Strategy is the key word here. I should have created one the moment I realised something was wrong. If I had done that in due time, it wouldn’t have been that hard to go back and get rid of all things jovianjake that were already public and start producing as jacobodevera or similar. But that is something I can’t do any more, since I am not willing to let go of all of jovianjake’s content and the time it would take to reproduce it as somebody else (when possible) makes the effort worthless.

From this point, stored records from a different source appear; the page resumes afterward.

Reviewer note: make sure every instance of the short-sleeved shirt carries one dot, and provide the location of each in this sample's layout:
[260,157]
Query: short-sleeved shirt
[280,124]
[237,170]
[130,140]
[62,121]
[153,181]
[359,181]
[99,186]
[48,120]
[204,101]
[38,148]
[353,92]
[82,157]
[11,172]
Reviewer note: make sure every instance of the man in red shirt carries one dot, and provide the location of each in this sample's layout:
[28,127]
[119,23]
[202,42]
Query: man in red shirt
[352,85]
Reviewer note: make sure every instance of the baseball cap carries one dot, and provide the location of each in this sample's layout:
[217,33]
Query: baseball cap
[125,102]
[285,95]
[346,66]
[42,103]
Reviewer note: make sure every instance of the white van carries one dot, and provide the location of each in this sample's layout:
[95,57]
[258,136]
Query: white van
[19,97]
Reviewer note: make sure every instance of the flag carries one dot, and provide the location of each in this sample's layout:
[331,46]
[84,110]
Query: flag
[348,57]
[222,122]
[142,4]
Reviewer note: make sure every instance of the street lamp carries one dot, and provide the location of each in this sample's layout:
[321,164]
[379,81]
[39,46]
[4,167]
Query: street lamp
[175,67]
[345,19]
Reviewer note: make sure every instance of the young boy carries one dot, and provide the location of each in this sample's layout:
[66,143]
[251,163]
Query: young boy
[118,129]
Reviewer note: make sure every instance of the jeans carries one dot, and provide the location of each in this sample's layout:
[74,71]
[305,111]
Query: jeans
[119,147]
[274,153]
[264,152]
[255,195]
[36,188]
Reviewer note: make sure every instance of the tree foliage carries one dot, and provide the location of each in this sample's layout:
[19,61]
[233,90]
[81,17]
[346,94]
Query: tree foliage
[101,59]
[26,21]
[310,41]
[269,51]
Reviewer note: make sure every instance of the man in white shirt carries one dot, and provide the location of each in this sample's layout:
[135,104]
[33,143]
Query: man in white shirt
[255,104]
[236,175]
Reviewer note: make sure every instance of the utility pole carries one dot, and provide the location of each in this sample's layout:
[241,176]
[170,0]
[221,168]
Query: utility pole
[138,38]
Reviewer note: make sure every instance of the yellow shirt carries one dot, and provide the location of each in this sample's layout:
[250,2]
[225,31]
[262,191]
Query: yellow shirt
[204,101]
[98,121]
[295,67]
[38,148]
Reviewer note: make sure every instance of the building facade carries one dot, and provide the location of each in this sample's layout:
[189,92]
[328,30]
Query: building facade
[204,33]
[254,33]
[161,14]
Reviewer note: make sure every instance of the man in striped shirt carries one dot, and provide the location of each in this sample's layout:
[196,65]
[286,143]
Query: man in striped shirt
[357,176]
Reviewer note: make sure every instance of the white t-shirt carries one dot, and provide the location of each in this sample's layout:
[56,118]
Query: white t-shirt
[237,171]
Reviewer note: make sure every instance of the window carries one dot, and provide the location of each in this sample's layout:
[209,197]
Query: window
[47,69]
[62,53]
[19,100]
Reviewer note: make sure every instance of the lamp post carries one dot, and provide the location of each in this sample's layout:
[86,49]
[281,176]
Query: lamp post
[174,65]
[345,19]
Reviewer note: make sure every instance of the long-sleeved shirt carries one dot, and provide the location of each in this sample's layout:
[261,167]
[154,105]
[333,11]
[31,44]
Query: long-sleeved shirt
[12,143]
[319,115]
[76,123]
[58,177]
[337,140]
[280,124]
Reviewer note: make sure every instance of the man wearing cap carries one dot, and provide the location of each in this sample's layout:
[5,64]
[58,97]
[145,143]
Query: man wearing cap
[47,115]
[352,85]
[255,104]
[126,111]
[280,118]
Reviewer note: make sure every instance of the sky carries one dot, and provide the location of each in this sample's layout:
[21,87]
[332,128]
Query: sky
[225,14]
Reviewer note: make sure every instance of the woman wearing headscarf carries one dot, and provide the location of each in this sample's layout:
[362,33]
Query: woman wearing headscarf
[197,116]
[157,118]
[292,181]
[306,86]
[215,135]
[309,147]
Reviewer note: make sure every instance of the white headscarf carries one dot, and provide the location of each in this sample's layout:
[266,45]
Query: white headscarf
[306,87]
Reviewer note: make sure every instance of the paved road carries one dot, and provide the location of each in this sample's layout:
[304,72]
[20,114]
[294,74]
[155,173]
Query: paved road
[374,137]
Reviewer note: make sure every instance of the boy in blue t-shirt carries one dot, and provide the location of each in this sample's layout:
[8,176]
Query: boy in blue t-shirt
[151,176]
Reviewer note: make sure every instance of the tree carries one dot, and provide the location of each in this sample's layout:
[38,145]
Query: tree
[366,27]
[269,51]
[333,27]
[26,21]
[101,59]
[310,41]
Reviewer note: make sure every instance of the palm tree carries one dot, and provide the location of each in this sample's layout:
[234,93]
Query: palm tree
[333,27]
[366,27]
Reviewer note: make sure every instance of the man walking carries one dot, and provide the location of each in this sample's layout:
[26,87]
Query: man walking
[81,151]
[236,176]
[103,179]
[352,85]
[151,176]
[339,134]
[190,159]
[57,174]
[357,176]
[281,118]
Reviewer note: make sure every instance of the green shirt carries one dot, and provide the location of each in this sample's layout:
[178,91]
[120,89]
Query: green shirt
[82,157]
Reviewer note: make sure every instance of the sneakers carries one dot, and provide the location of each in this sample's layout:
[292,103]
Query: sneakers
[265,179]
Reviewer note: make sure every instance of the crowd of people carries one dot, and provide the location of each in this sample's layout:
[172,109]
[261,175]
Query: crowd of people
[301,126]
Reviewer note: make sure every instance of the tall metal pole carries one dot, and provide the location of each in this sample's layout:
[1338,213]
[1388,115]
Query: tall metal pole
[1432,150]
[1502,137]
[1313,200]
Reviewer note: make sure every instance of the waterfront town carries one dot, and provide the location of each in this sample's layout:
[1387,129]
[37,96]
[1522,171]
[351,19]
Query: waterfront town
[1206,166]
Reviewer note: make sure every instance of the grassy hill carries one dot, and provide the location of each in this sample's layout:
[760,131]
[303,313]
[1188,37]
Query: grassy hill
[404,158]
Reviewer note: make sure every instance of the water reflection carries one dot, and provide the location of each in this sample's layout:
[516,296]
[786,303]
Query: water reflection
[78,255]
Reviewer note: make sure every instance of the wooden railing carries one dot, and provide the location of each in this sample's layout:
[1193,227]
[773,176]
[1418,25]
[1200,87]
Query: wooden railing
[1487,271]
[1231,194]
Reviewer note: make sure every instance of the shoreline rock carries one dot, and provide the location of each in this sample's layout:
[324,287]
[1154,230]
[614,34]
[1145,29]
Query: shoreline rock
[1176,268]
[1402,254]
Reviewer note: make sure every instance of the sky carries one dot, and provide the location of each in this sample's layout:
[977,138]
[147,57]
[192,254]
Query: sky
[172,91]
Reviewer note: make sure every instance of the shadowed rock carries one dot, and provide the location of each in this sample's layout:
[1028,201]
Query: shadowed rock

So the plan is coming up with an on-line identity management strategy that has, to a reasonable extent, backwards compatibility with the poor decisions I made in the past. It certainly does not sound great, but it is better than having no strategy at all.

The Future

Here comes my shiny new strategy to manage my identity on-line:

Public stuff

This sentence is for you to recover from the fact that I used the word “stuff” in my strategy.

In those web apps where I don’t actually mind if the world knows who I am, I will continue using jovianjake as my user name or nickname. Then, if possible, I will include my name in whatever profile information there is available. This will create a clear mapping between this user name and my real name.

Private Stuff

In all new accounts that I create from now on in web apps where I don’t want to make obvious who I am, I will use a different user name or nickname that, of course, I will not mention here. I could even use a different user name for each app (I would love to read your thoughts on this).

There are some web apps or online communities where I had signed up as jovianjake as a privacy measure, to keep them separate from my real self. For those cases, if I want to continue using said app, I will create a new account with a different user name and then will try to move everything into this new account.

However, if by moving data over to a new account I am forced to create any kind of relation between jovianjake and my new user name, I will skip this step and simply start clean slated. It would be nice if I could back up and then delete all of jovianjake’s contents in that particular app too.